Makassar adalah kebalikannya. Saat akhir pekan dan libur, kota ini penuh manusia. Jalan2 penuh. Semua perbelanjaan ramai dengan orang. Sesak seperti pasar kaget. Orang2 daerah membanjiri Makassar, mengunjungi mal, meramaikan hotel. Mereka berwisata di perkotaan. 

Mereka lihat lampu2 terang di malam hari. Mereka menghabiskan uang untuk banyak hal. Mulai baju hingga skincare. Saya yang nyasar di Makassar memilih nostalgia. Dulu, gravitasi kota ada di sekitar Losari. Kini bergeser ke sekitar Mal Panakkukang. 

Dulu, saya mengenali semua detail mal ini. Saya masih ingat di sudut mana cinta saya ditolak. Saya masih ingat di mana pacaran sama mamanya ara. Saya tahu mana saja resto yang enak. Sekarang saya malah nyasar. Layout sudah berubah banyak. 
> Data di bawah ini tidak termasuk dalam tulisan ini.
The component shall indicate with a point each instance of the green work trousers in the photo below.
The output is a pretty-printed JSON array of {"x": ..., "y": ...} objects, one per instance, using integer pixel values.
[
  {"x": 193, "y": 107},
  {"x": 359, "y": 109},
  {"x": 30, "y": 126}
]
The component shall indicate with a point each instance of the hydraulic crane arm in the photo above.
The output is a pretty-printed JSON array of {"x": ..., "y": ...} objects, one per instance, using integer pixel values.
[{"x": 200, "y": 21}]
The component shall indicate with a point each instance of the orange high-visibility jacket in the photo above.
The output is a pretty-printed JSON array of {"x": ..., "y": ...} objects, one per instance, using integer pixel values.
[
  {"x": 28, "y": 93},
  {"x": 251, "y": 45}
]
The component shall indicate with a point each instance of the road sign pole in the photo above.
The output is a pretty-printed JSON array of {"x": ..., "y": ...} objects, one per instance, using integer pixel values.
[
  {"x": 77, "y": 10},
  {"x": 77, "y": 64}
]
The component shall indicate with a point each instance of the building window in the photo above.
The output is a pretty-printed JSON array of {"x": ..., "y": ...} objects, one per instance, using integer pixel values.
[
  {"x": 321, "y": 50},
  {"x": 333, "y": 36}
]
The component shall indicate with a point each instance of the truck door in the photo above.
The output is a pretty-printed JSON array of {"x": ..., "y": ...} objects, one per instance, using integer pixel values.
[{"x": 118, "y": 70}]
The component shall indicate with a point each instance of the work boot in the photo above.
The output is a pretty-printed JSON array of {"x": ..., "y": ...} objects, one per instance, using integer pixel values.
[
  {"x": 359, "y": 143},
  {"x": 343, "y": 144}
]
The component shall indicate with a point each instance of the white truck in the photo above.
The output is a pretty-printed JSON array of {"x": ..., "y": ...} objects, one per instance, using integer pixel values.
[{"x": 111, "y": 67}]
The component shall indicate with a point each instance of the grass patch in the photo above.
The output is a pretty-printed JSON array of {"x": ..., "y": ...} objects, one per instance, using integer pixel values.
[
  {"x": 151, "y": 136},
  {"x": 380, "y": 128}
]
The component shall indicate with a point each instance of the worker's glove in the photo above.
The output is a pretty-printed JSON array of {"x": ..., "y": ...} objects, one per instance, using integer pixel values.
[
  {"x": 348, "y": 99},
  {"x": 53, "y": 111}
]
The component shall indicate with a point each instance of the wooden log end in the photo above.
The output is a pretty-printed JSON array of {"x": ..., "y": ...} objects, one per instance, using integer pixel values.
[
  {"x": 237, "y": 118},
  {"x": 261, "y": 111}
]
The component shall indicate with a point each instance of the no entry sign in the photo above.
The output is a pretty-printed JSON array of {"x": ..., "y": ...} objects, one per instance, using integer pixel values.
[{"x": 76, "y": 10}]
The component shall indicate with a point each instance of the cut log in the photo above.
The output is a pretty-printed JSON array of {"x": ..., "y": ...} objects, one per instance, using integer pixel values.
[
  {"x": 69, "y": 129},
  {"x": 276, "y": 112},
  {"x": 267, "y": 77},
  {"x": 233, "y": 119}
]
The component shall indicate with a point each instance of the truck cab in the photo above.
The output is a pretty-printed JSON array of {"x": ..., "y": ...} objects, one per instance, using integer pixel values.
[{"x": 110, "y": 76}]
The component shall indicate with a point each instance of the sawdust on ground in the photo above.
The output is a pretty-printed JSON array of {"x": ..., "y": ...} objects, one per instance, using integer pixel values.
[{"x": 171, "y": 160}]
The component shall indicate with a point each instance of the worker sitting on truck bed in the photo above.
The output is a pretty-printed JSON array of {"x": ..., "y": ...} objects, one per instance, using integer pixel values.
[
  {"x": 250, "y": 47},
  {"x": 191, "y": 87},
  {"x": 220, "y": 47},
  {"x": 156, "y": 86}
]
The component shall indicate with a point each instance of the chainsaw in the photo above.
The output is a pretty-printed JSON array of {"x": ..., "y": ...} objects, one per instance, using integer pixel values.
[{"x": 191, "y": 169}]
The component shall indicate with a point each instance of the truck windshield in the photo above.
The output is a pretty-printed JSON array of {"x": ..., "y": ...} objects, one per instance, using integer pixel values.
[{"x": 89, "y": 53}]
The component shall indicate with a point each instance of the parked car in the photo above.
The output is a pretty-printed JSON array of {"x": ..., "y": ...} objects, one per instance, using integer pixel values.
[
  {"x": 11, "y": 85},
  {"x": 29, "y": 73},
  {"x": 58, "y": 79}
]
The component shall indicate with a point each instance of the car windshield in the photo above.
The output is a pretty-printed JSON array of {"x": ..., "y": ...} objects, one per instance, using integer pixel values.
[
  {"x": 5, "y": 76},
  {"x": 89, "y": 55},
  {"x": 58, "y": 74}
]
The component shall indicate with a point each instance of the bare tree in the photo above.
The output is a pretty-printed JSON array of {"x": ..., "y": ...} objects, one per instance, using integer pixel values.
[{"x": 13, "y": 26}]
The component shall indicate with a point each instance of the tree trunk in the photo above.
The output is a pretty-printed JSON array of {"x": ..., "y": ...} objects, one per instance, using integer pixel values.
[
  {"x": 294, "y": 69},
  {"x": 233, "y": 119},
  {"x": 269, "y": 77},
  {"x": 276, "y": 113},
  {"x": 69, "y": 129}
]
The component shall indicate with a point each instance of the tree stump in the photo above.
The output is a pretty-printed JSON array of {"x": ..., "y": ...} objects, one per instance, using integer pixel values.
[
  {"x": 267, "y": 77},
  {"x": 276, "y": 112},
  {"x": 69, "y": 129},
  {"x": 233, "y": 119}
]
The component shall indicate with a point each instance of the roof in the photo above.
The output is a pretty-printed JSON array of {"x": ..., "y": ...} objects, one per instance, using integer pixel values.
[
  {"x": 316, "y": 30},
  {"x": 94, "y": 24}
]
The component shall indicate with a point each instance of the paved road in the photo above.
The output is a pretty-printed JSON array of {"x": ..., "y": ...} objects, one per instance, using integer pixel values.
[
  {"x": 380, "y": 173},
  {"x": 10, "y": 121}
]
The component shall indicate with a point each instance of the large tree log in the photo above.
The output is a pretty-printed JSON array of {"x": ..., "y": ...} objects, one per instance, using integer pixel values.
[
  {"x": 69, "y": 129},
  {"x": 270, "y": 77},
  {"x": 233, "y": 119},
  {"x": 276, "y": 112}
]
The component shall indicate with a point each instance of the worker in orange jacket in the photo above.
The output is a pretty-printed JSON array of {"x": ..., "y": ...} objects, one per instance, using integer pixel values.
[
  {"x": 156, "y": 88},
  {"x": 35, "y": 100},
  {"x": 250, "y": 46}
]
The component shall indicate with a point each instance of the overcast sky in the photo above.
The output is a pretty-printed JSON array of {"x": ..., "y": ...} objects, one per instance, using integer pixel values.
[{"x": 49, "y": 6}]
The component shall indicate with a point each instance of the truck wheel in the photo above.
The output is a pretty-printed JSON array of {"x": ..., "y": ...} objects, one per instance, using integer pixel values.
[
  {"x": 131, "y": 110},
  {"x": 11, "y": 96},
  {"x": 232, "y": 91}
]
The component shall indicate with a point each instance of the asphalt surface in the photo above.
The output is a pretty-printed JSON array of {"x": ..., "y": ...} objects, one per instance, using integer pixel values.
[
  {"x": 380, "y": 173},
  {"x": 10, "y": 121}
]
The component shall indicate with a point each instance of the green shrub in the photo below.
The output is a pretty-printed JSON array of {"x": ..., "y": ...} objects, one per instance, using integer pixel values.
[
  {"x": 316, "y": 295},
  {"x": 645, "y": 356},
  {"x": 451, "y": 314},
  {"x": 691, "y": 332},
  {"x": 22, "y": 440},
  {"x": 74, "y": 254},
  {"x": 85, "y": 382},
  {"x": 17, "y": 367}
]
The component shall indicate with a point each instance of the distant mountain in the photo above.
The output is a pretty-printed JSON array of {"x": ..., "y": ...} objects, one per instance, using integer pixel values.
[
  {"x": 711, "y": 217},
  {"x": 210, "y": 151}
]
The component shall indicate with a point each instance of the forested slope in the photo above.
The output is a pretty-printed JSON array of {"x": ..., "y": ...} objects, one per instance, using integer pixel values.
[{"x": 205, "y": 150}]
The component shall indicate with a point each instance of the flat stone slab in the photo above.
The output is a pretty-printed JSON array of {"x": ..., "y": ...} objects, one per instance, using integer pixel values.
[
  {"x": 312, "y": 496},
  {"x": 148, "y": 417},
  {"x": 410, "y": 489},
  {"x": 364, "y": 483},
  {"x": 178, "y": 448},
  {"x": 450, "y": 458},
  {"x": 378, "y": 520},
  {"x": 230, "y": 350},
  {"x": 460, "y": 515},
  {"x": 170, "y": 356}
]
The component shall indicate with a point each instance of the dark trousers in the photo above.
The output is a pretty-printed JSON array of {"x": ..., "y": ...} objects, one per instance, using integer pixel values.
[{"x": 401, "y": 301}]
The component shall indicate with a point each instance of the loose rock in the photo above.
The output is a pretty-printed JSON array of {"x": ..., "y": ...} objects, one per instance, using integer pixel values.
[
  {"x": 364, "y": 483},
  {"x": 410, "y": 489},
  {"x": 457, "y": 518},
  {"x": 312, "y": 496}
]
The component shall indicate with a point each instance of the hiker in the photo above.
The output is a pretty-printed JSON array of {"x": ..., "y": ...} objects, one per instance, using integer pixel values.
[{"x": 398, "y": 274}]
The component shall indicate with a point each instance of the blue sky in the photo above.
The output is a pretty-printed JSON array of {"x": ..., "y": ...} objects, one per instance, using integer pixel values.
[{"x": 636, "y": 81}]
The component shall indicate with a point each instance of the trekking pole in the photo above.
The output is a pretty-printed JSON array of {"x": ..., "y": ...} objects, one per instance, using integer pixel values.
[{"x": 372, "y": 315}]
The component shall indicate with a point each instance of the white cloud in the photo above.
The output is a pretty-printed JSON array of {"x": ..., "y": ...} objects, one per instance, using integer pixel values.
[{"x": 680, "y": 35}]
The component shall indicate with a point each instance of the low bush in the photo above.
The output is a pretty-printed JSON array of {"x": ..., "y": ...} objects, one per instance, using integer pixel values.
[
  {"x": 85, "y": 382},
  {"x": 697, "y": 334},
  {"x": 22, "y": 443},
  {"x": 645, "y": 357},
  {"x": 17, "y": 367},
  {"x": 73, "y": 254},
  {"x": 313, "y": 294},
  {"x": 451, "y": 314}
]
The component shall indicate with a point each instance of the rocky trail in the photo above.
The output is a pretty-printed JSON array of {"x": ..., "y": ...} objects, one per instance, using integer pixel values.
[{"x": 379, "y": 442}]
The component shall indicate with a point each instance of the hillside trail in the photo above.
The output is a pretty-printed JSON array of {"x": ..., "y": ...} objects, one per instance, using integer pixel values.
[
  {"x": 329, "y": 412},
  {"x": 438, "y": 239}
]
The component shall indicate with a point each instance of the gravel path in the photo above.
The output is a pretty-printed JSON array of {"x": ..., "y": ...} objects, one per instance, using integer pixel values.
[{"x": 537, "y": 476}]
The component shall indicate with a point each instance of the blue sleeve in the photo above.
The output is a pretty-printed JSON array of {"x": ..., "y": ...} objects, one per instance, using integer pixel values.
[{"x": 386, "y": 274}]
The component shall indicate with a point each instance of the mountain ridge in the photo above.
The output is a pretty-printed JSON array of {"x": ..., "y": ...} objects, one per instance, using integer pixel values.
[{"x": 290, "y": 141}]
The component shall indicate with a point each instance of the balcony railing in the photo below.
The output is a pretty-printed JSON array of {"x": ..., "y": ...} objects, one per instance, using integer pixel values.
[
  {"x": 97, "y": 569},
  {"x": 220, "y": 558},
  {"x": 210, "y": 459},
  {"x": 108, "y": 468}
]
Suasananya sesak dengan manusia. Makassar kian bergegas. Saya yang berkeliaran di kota ini lebih 20 tahun lalu merasa ada banyak yang hilang. Melihat sudut mal di mana cinta saya ditolak, saya teringat syair dari Geisha: “lumpuhkanlah ingatanku, hapuskan tentang dia, hapuskan memori tentang dia.”